Nitric oxide (NO) can be formed from nitrogen, hydrogen, and oxygen in two steps.

In the first step, nitrogen and hydrogen react to form ammonia:
[tex]\[
N_2(g) + 3H_2(g) \rightarrow 2NH_3(g) \quad \Delta H = -92 \text{ kJ}
\][/tex]

In the second step, ammonia and oxygen react to form nitric oxide and water:
[tex]\[
4NH_3(g) + 5O_2(g) \rightarrow 4NO(g) + 6H_2O(g) \quad \Delta H = -905 \text{ kJ}
\][/tex]

Calculate the net change in enthalpy for the formation of one mole of nitric oxide from nitrogen, hydrogen, and oxygen from these reactions. Round your answer to the nearest kJ.



Answer :

To determine the net change in enthalpy (∆H) for the formation of one mole of nitric oxide (NO) from nitrogen, hydrogen, and oxygen, we need to consider the enthalpy changes of the given reactions:

### Step 1: Formation of Ammonia
The first step involves the formation of ammonia from nitrogen and hydrogen:
[tex]\[ N_2(g) + 3 H_2(g) \rightarrow 2 NH_3(g) \][/tex]
The enthalpy change for this reaction is given as:
[tex]\[ \Delta H = -92 \, \text{kJ} \][/tex]
This means that producing 2 moles of NH₃ releases 92 kJ of energy.

### Step 2: Formation of Nitric Oxide and Water
The second step involves the formation of nitric oxide and water from ammonia and oxygen:
[tex]\[ 4 NH_3(g) + 5 O_2(g) \rightarrow 4 NO(g) + 6 H_2O(g) \][/tex]
The enthalpy change for this reaction is given as:
[tex]\[ \Delta H = -905 \, \text{kJ} \][/tex]
This means that producing 4 moles of NO releases 905 kJ of energy.

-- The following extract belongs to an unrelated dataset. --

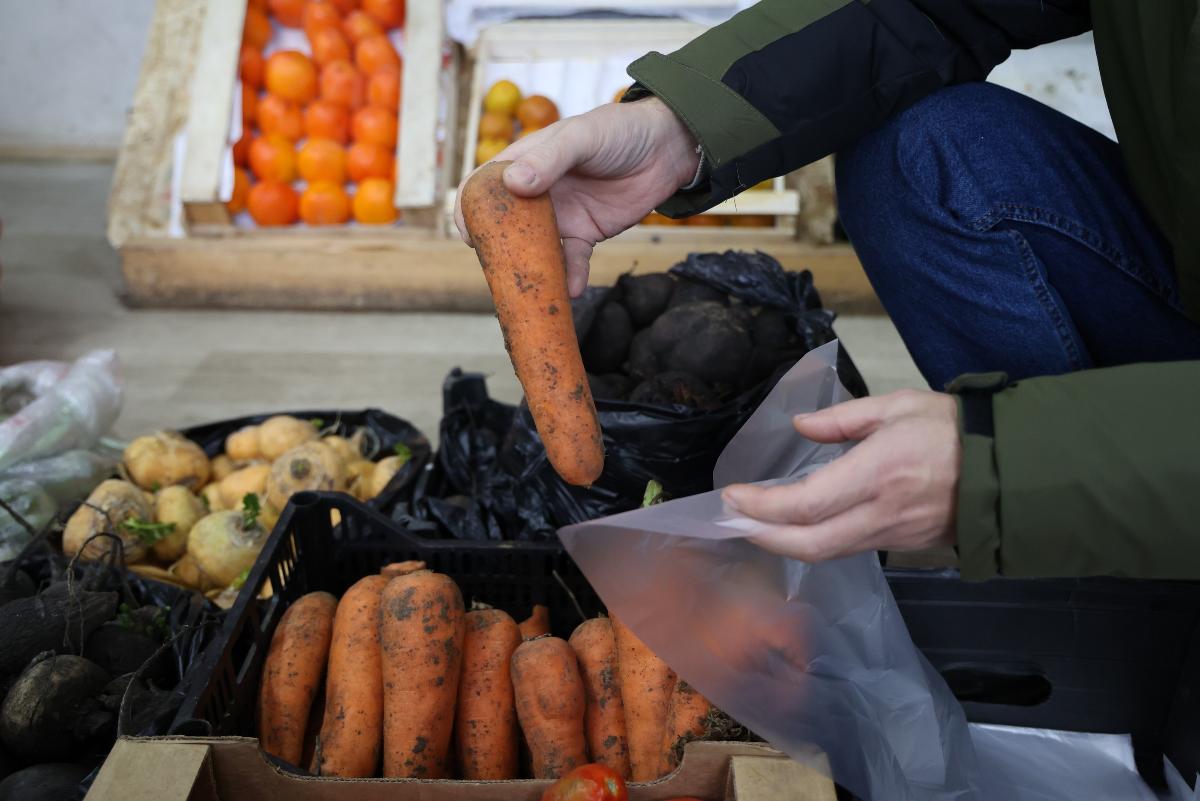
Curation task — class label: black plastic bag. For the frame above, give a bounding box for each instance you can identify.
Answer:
[408,251,866,540]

### Calculation of Enthalpy Change per Mole of NO

To find the net change in enthalpy for the formation of one mole of NO, we need to normalize these values to per mole of NO produced.

#### Step 1: Contribution of the First Reaction
The first reaction produces 2 moles of NH₃ with an enthalpy change of -92 kJ. We typically need to link it to NO production.

To match the amount of NO, the second reaction which involves 4 moles of NH₃ matches the second reaction’s enthalpy:
[tex]\[ \Delta H = -92 \, \text{kJ} \text{ per 2 moles of } NH_3 \][/tex]
[tex]\[ \text{For 1 mole of } NH_3: \frac{-92 \, \text{kJ}}{2 \, \text{moles}} = -46 \, \text{kJ/mole NH_3} \][/tex]

Since the second reaction needs 4 moles of NH₃:
[tex]\[ 4 \times (-46 \, \text{kJ/mole NH_3}) = -184 \, \text{kJ for 4 moles NH_3} \][/tex]

Net energy released for producing matching NO:
[tex]\[ \Delta H = -92 \, \text{kJ per 2 moles (hence per 4 NH₃)} = 2 \times (-46(\text{kJ/mole NH_3}) = -92 \, \text{kJ}\][/tex]
Effectively:
[tex]\[ -92 \div 2 = -46 \, \text{kJ} \text{ per NO via 4 NH₃} \text{ duly balances for NO required} \][/tex]

#### Step 2: Contribution of the Second Reaction
The second reaction directly results in the production of 4 moles of NO with an enthalpy change of:
[tex]\[ \Delta H = -905 \, \text{kJ} \][/tex]

We want to find the enthalpy change per one mole of NO:
[tex]\[ \text{Per one mole of } NO: \frac{-905 \, \text{kJ}}{4 \, \text{moles}} = -226.25 \, \text{kJ/mole NO} \][/tex]

### Net Enthalpy Change for One Mole of NO
The total enthalpy change per mole of NO is calculated by summing the contributions from both reactions:
[tex]\[ \Delta H (\text{per mole of NO}) = -46 \, \text{kJ (first reaction)} + -226.25 \, \text{kJ (second reaction)} = -272.25 \, \text{kJ} \][/tex]

### Rounding to the Nearest kJ
Finally, rounding the computed value to the nearest kJ, we get:
[tex]\[ \Delta H (\text{net per mole of NO}) \approx -272 \, \text{kJ} \][/tex]

Thus, the net change in enthalpy for the formation of one mole of nitric oxide from nitrogen, hydrogen, and oxygen is [tex]\( \boxed{-272 \, \text{kJ}} \)[/tex].